What she has lost is her child who died from lung cancer. It has been more than 30 years her show went off the air. She occupied the largest studio for CBS in those days. Now the Price Is Right has cars for bid on the stage where she employed comics, variety acts, singers and dancers. A truly entertaining show; then. She was especially close to her audience by each night turning up the lights and answering questions from them and occasionally inviting someone up on stage for a kiss.
Out of all the seats in the audience there were three seats in the second row that meant the most to her. That is where her three daughters sat during the rehearsals; Jody, Erin and Carrie. Carrie, her oldest was beautiful with a Marilyn Monroe look about her. She also ended into a world of drug addiction. People Magazine at the time called it Carol Burnett’s nightmare. You don’t give up on your child. At the time Carol admits that at one point they weren’t speaking. A parent has to love their child enough to let them hate them.
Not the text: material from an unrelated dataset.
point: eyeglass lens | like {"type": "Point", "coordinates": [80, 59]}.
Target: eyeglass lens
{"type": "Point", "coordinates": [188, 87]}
Carrie eventually got clean and didn’t hate her Mother. She is the one child that followed in her mother’s footsteps and was a writer and actress and appeared in a movie with Carol, but not for long. In 2001 Carrie learned she had cancer. It is the subject of Carol Burnett’s latest book called Carrie and Me, A Mother-Daughter Love Story. Carol always wanted to be a writer when she was young anyway but never expected to have to write this book.
She takes us through all the emotions when you hear the news that you might outlive your child’s life. Carol writes,” We all went through disbelief, shock, then you get angry, then scared and so they were hoping that they might save one lung but then it went up to her brain.” Carrie died at just 38 years old. Now how can a funny woman ever be funny after that happens in your life?
You never get over it but you learn to cope, she says. You have no other choice. Reading about her childhood makes you wonder how she was ever able to laugh. She grew up in the middle of addiction and loss of life, always having to make the best of it somehow. Her father was always drunk and couldn’t hold a job. Her mother started to drink too in her thirties and then she became an alcoholic as well. Both parents died in their forties so Carol was forced to be raised by her grandmother. First in Texas where she was born and then in Hollywood where she grew up. They shared a one room apartment.
They lived on government assistance and saved some money so they could go to the movies where Carol learned everything she could about entertaining. She never thought she would be a star herself. She enrolled in UCLA to take English writing courses and found herself auditioning and getting parts in school plays and finding people laughing at how she would say her lines. She loved the interaction with the audience and soon everyone loved her too. The audience became her family.
Soon she had the leading role on Broadway in Once Upon A Mattress where she could be as goofy as she wanted to and became a comedic genius. We all need laughter when faced with disaster. We are human. Giant fleshy moist beings full of emotions. Let’s find a way to laugh as she did to balance out the disasters of life. Thanks carol Burnett.